The blades of extraction forceps are narrow and sharp enough to engage into the periodontal ligament space, thus creating a wedging effect. This firm grasping of the tooth will allow for appropriate expansion of the socket through apical pressure, buccal, lingual and rotational motion, together with tractional forces to separate its periodontal ligament attachments and deliver the tooth out of its alveolar housing. When compared to rotational movements, rocking forces (buccal and lingual) require greater strength.6 It is vital to ensure forceps of the correct size and shape, which mould to the morphology of the tooth, are selected. This should simplify the extraction movements by reducing the applied strength needed and, therefore, the risk of fracture.

Discussion

Lower eagle beak forceps were first designed in Sheffield in 1956 and can be thought of as a hybrid between cowhorn and conventional lower molar forceps. Both the cowhorn and eagle beak forceps incorporate long, thin and sharp blades that engage in the furcation area to firmly wedge the tooth as the grip is tightened. So that the investing soft tissue is not crushed, care should be taken to ensure the sharp blades sit between the gingival margin and tooth. When the roots are conical and convergent the simple application of either forceps into the furcation may alone elevate the tooth, obviating the need for additional movements.

One fundamental design difference between the two is the wider wing design incorporated into the eagle beak forceps (Figure 2). The wings act as a buttress against the root mass to create a positive locking mechanism to prevent slippage. This may protect maxillary teeth from iatrogenic damage caused by sudden release of the forceps as seen with cowhorns' when the tooth ‘pops out’. The blades sit on top of the alveolar crestal margins and are not drawn into the socket as the beak closes, reducing the risk of root fracture at the furcation. This may prevent the need for additional surgical bone removal to establish a point of application for elevation, which is associated with increased risk of infection, swelling and prolonged healing.7

Figure 2. Neville–eagle beak forceps. Note the wider wing design to facilitate stable engagement of furcation.

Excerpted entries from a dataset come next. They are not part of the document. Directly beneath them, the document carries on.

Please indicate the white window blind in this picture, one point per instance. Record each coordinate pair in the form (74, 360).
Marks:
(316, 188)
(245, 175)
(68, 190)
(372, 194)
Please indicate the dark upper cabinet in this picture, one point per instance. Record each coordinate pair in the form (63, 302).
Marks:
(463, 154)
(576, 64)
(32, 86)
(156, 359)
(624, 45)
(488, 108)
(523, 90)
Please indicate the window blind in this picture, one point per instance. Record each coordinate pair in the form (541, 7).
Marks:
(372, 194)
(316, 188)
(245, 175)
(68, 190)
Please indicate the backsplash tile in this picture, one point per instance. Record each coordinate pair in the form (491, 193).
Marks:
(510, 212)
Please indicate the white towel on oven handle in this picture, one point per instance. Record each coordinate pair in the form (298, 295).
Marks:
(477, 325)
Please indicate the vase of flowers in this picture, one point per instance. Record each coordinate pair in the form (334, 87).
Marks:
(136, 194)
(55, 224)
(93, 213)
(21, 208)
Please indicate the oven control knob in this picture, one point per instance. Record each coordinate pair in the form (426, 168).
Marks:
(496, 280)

It is important to remember that mandibular molar teeth are set in denser bone than their maxillary counterparts, as demonstrated by the thicker buccal cortical bone and a more condensed pattern of trabeculation seen radiographically. They also exhibit a greater variation of root inclination and angulation.8 Therefore, it is not uncommon for excessive uncontrolled forces to be applied to these teeth during exodontia, which are then distributed and contribute to the post-operative development of temporomandibular disorders (TMD). Symptoms include myofascial pain, clicking and limitation of mouth opening. Treatment for this ranges from initial conservative measures such as non-steroidal analgesia, massage and jaw physiotherapy, to occlusal splints and occasionally surgery.

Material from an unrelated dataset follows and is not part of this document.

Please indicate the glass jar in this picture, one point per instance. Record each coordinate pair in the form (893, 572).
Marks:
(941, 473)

Where sufficient supracrestal tooth structure remains, together with favourable root morphology, eagle beak forceps are, in the authors' opinion, more efficient at removing lower molars. This technique uses less force, in a more controlled manner, and reduces the procedure time – all factors vital in preventing TMD. There is also inherently less trauma to the surrounding soft tissues, which helps to better preserve the alveolar socket integrity.9 This will contribute to a smoother recovery with fewer post-operative complications as mentioned above.

Conclusion

We believe the lower eagle beak forceps are an excellent asset to the dentists' armamentarium for mandibular molar extractions. Handled with care and dexterity, they provide a more effective way to remove lower molar teeth intact, while minimizing trauma and reducing the need for a surgical approach.